Fluffy has now gone to his wonderful new forever home.


----------



## j4nfr4n (Mar 10, 2013)

brilliant news CC enjoy your new forever home Fluffy


----------



## catcoonz (Aug 4, 2012)

They are both wonderful people and Fluffy will be spoilt.


----------



## cats galore (Jul 17, 2012)

j4nfr4n said:


> brilliant news CC enjoy your new forever home Fluffy


you know where he has gone don't you Mom? geoff paige's daughters bf's mom


----------



## j4nfr4n (Mar 10, 2013)

cats galore said:


> you know where he has gone don't you Mom? geoff paige's daughters bf's mom


yes i thought that was it but a bit slow today not to well


----------



## catcoonz (Aug 4, 2012)

Hope you feel better soon, just to cheer you up cg's next kitten will be called ERIC.


----------



## cats galore (Jul 17, 2012)

catcoonz said:


> Hope you feel better soon, just to cheer you up cg's next kitten will be called ERIC.


who's side are you on, i thought you were my friend


----------



## catcoonz (Aug 4, 2012)

:lol::lol:


----------



## j4nfr4n (Mar 10, 2013)

catcoonz said:


> Hope you feel better soon, just to cheer you up cg's next kitten will be called ERIC.

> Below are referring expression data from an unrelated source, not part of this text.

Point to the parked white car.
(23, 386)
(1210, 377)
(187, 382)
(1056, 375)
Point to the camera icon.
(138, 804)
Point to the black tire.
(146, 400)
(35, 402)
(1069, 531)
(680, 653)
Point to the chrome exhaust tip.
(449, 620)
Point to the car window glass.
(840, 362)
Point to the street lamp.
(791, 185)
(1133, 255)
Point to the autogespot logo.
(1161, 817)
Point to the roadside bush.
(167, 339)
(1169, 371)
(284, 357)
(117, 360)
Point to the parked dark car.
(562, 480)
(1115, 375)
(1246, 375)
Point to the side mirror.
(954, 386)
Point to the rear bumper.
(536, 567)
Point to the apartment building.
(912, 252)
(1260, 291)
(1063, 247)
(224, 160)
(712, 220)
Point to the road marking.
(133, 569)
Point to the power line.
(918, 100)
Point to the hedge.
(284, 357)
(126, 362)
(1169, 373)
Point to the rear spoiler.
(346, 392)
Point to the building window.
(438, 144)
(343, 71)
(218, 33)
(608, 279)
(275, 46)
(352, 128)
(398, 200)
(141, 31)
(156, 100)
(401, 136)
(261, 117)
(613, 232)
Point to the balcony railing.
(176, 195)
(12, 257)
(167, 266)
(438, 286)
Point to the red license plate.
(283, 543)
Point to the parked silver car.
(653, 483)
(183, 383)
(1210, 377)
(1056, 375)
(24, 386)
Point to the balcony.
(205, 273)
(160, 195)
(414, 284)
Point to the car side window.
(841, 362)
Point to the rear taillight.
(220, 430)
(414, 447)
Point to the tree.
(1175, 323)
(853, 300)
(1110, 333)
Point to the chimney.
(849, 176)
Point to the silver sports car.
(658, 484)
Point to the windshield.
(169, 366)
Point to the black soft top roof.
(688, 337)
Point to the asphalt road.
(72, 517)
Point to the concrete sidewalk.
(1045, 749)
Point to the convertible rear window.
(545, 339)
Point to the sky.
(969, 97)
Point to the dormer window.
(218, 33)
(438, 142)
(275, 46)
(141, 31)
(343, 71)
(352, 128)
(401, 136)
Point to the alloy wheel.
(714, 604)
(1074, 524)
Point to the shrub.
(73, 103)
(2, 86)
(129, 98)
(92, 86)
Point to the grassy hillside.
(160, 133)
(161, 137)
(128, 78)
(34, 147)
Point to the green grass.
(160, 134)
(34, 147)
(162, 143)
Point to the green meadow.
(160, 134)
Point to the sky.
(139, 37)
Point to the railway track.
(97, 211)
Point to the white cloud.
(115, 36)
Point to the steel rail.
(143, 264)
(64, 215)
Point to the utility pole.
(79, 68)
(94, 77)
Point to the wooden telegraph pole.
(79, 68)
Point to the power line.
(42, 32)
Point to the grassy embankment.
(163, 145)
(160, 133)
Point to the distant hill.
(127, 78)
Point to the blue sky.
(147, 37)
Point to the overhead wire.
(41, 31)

thank you so much CC you have cheered me up so much i think i have always needed an eric in my life


----------



## danniandnala (Aug 31, 2012)

Nothing wrong with Eric xx


----------



## cats galore (Jul 17, 2012)

j4nfr4n said:


> thank you so much CC you have cheered me up so much i think i have always needed an eric in my life


ut:ut::lol::lol:


----------



## j4nfr4n (Mar 10, 2013)

cats galore said:


> ut:ut::lol::lol:


the only way i have been loopy is putting up with you daughter dear:001_tt2:


----------



## catcoonz (Aug 4, 2012)

You could have Eric and Erica.


----------



## j4nfr4n (Mar 10, 2013)

catcoonz said:


> You could have Eric and Erica.


perfect names sal will be pleased to know you have named them for her


----------



## j4nfr4n (Mar 10, 2013)

sorry about the punctuation being missing CC not with it tonight and my daughter is moaning about it.


----------



## cats galore (Jul 17, 2012)

catcoonz said:


> You could have Eric and Erica.


i need two kittens to be able to use both names


----------



## muffin789 (Jan 28, 2013)

I'd ROFLMAO if we could have a Bert and an Ernie 

Small things amuse small minds, apparently - I'll get my coat...


----------